The captain on board a doomed Air France plane was asleep minutes before it plunged into the Atlantic killing all on board, it has emerged.
Among the 228 dead were two north east-based men travelling from Rio De Janeiro to Paris when the aircraft passed through a thunderstorm.
With a junior pilot colleague flying the Airbus A330, one is reported to have shouted “F***, we’re dead” as the plane dived into the ocean.
Arthur Coakley, 61, founding director of PD&MS Energy, Aberdeen and Graham Gardner, 52, from Gourock, who worked for Subsea 7 at Westhill, were on board the flight.
Three other Britons also died in the tragedy.
Mr Coakley, who was living in Stonehaven at the time, died in the early hours of June 1, 2009, when Air France flight 447 crashed into the Atlantic Ocean.
A native of Whitby, West Yorkshire, he had been living in Stonehaven’s Forest Park and had been returning from a four-week assignment on a Brazilian oil rig.
At the time, his wife of 34 years, Patricia, said he was “fabulous and kind”, and was worshipped by their children, Dominic, Patrick and Mise.
A flight recorder from Flight 447 has revealed details of conversations between the plane’s three pilots, David Robert, 37, Pierre-Cedric Bonin, 32, and captain, Marc Dubois, 58.
It also revealed that two of the three pilots took sleep breaks in the moments before the plane began to drop in the tropical storm.
The information has come to light as a new investigation into the disaster gets underway.
It has now emerged that Mr Dubois had decided to get some sleep minutes before entering the storm, leaving junior co-pilot, Mr Bonin at the helm.

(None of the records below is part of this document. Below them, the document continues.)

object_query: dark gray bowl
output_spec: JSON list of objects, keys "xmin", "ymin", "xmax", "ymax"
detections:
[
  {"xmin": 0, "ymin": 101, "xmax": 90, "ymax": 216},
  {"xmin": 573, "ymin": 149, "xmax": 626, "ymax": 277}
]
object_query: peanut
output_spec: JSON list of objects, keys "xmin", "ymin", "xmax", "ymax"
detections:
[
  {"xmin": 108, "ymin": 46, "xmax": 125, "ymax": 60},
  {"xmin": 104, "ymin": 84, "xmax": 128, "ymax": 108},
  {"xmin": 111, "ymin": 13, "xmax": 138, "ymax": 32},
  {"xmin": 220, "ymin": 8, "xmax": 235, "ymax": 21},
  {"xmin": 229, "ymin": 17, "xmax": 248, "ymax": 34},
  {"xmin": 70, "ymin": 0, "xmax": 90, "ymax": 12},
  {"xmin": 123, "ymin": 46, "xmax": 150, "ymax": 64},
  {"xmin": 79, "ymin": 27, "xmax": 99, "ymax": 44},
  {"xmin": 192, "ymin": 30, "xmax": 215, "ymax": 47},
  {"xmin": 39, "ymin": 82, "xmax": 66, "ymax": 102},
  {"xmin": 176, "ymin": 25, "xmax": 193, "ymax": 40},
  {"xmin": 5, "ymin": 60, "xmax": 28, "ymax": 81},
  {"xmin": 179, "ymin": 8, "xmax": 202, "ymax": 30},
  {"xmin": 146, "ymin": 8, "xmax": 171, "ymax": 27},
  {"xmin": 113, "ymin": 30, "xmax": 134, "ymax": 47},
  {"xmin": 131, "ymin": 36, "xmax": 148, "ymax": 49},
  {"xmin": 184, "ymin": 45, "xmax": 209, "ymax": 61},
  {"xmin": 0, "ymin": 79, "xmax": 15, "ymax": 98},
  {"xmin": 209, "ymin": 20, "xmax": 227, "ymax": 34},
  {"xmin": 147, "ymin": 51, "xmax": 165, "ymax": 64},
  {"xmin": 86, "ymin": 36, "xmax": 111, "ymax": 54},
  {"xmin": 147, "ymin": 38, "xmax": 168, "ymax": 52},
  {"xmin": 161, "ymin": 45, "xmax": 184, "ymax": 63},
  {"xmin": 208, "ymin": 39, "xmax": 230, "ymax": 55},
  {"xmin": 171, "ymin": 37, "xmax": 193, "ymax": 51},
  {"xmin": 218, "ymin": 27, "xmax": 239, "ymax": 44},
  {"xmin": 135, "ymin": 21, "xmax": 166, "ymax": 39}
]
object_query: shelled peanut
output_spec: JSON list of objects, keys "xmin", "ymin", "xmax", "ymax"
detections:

Chief investigator Alain Bouillard – quoted in the Vanity Fair article on the incident – said: “If the captain had stayed in position through the Inter-tropical Convergence Zone, it would have delayed his sleep by no more than 15 minutes, and because of his experience, maybe the story would have ended differently.
“But I do not believe it was fatigue that caused him to leave. It was more like customary behaviour, part of the piloting culture within Air France.
“And his leaving was not against the rules. Still, it is surprising. If you are responsible for the outcome, you do not go on vacation during the main event.”
The article also states: “On the night of May 31, 2009, the pilots of Flight 447 certainly did not serve their passengers well.”
The plane’s airspeed sensors malfunctioned and began to suffer from a stall well into the flight.
The plane impacted with the water four hours and fifteen minutes into the flight.
The new data has revealed it was flying 25 degrees off course, stalled due west, with its nose facing up, with a descent rate of 11,000ft a minute.
Mr Robert was said to be “dozing” in the flight-rest compartment behind the cockpit. Mr Dubois went for a rest break after Mr Robert returned.
An inquest into Mr Coakley’s death and that of Neil Warrier, 48, from London, took place at Northallerton County Hall, North Yorkshire, in 2013.
Delivering a narrative verdict, coroner Michael Oakley said there had been systematic failures and a blockage of the aircraft’s pitot tubes, used to measure fluid pressures.
He also voiced concern at a possible over-reliance on technology after it was revealed the pilots were inadequately trained.
“The evidence in the official accident report highlights systematic failures and a lack of comprehension of the aircraft’s situation between the pilots during the flight,” he said.
A French Bureau d’Enquêtes et d’Analyses (BEA) report revealed in 2012 that defective equipment – including malfunctioning pitot tubes – were also said to have played a part in the crash, with inaccurate data about the plane’s position causing the co-pilot to steer upwards during a loss of lift, or stall.
Instead of lowering the nose of the plane during the stall, the aircraft was raised.
External sensors, which had been obstructed by ice crystals, produced the wrong information – but Air France has since replaced them on all its aircraft.